Enlightenment was dawning. “I think it’s a TV show,” I offered. “It’s called 90210. Very popular with teenagers.”
“So is unwanted pregnancy,” Vida snapped. “Why can’t they have a real theme, with a pansy arch, or play Reach for the Ring? Honestly!”
I waited for Vida’s pique to pass. Then I asked if she’d found out anything from Marje Blatt. For once, she didn’t know any more than I did about Milo’s call on Marilynn Lewis. Marje, however, had reported that Chaz Phipps from the ski lodge had seen an African American in the parking lot around four-thirty. Chaz had thought he was a guest checking in, but he never registered.
“Maybe,” I suggested, “Kelvin really did want directions from Cyndi to the lodge.”
Vida was still prickly. “For what? To pass time?” She was more interested in her nephew’s report. After concluding her conversation with Marje and before going to the bridal shower, Vida had talked to Bill Blatt.
“The information is sketchy,” Vida said, now simmered down. “Kelvin Greene was a small-time crook: three arrests, no convictions, all drug related. We knew that. He’s been living with a woman named Winola Prince, out in Rainier Valley. She moved in with him about a month ago. It appears she’s a decent woman, and is quite upset over Kelvin’s demise. Winola’s a licensed practical nurse. She works at Virginia Mason Hospital, which is where Marilynn Lewis worked before she came to Alpine.” Vida paused, and I could almost see her smirk. “Doesn’t that beat all?”
Milo Dodge’s visit to the Alpine Medical Clinic had not gone unnoticed. By midmorning on Tuesday, I had heard from Mayor Fuzzy Baugh, Henry Bardeen at the ski lodge, Francine Wells of Francine’s Fine Apparel, and Averill Fairbanks of UFO fame. Averill said he thought that black people had been brought to earth by space aliens about the same time that Mount Mazama blew up in Oregon to create Crater Lake. I told Averill he ought to check his theory out with NASA or the NAACP, whichever group’s phone number he could find first through Directory Assistance.

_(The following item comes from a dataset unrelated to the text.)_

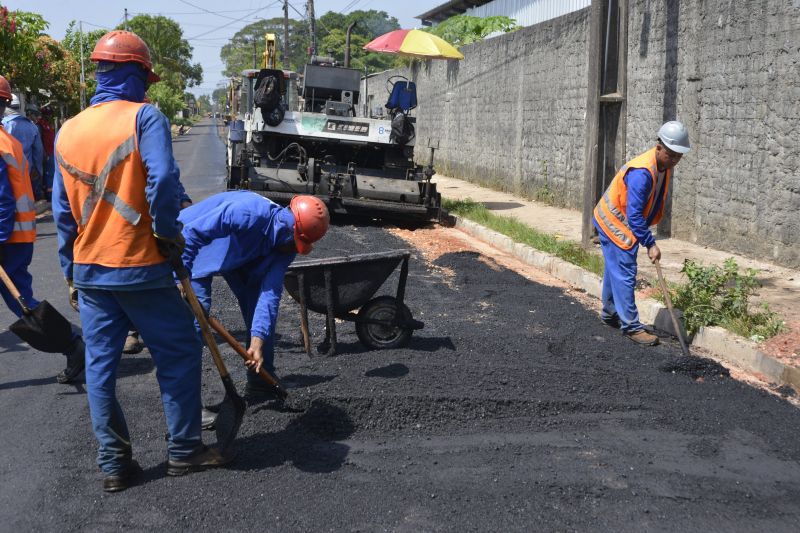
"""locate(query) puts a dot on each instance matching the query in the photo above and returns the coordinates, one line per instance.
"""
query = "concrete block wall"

Everyone seemed agog at the possibility that a black man h
ad been shot by a black woman, right here in Alpine. And just about everyone did think it was possible, even likely. More sightings of Kelvin Greene had been reported, including at the mall, the courthouse, the Icicle Creek campground, and riding one of the Dithers Sisters’ Appaloosas down First Hill Road. Maybe, I’d suggested to the last caller, they’d also seen Zorro. I felt like tearing my hair. I actually gave it a yank when I got the second letter in the morning mail.
“Dear Publicher,” it read, “Rumors are flying. Where will they go? The mall? Downtown? Out into the naiberhoods? Once they get started, there’s no stopping them. They will take us all over, and make us there slaves. Yours truely, A Loyal Reader.”
I snatched up both letters and marched the two blocks to Milo’s office. He expressed mild interest.
“They’re not the same as the ones Marilynn Lewis got,” he said, without a second glance. “It looks like we’re dealing with yet another goofball.” He yawned, sneezed, and sat back in his faux-leather chair.
I should have inquired after Honoria Whitman, but in my perverse way, I refused to ask. Besides, I was angry, not only at the malicious letter writer, but at Milo.
“What’s going on with this Winola Prince?” I demanded. “Does she actually know Marilynn Lewis, or did they merely happen to work in the same hospital?”
Milo blinked at me, his face otherwise impassive. “Gosh, Emma, when are you going to stop treating me as if I were head of the gestapo? Don’t you have a newspaper to put out today?”
“I can’t put it out until I have all the facts in this Kelvin Greene story,” I answered in a waspish voice. “Now give, Dodge. You’re right, I’m up against a deadline. Have you talked to Marilynn about Winola?”
Milo made a fist, crooked his arm, and held out his wrist to display his Timex watch. “See this? It’s eight minutes to eleven. I’ve had a busy morning. I’ll get around to Nurse Lewis after lunch.”